Students remember MLK through acts of service

Forty-eight years have passed since Martin Luther King Jr.’s assassination, and his memory and efforts to bring equality in America continue to be remembered.

The Black Student Alliance is hosting a week of celebration and remembrance for Martin Luther King Jr. from Tuesday, Jan. 19 to Jan. 22.

“We’ll have a Martin Luther King remembrance day and it’ll be strengthening our community through service because MLK did a lot of service for the black community,” said Semehar Ghebrekidan, senior global studies major and BSA president.

The events will begin with a remembrance ceremony. According to Kas Williams, adviser for African American programs, the ceremony will consist of honoring individuals who have died throughout the year related to issues of race.

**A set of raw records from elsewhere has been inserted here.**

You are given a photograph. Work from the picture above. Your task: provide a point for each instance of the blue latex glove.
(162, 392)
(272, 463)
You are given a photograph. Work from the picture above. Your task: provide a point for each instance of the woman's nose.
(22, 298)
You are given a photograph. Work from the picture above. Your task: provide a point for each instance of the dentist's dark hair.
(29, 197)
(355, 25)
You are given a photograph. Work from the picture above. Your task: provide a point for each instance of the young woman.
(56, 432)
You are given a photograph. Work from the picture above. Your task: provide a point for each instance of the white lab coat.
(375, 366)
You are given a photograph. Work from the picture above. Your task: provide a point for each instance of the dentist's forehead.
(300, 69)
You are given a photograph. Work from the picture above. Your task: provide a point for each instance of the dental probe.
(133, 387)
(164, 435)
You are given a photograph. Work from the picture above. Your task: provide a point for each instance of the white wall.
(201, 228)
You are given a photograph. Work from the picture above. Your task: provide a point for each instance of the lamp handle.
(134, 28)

“We want to remember them in a positive light. We don’t want to discuss what happened. We just say this person was a person and they had a voice,” Williams said. “[Not] to talk about what happened, but to show them as they were as human beings.”

Each year the remembrance ceremony has a theme. Last year’s ceremony focused on nonviolence and promoted #BlackLivesMatter. This year, the focus will be on service and improving the community.

“We want to remember his life and his legacy because some people don’t really know about him,” Ghebrekidan said. “It’s good to remember those people that helped to pave the way for us to live the way we do today and it’s also a good thing to remember the people who sacrificed for us.”

The service projects will be commemorative service, Ghebrekidan said, and students will also present about the service they provided in their communities.

Other events during the remembrance week include a community service project at the Boys and Girls Club of Brookings, a teach-in session regarding Ferguson and film-showing of “Selma.”

“[The Martin Luther King Jr.] events, definitely much like the Native American Day event we had, is to advance an awareness of the past and how it very much informs our present and our future,” said Charlotte Davidson, the special assistant to the president for diversity and Native American affairs. “These issues for sure have relevancy to our campus—to higher education context.”

 During the week of Martin Luther King Day, the Office of Diversity, Equity and Community will be hosting events: Breaking the Silence: the Pervasiveness of Oppression, Teaching as an Act of Love: Strategies and Practices and Politics of Research and Scholarship: Seminar for Women faculty.

 “We can’t stop what he did. We have to keep continuing what he did,” Ghebrekidan said. “Progressing to see if we can be a better society, a better nation all together.”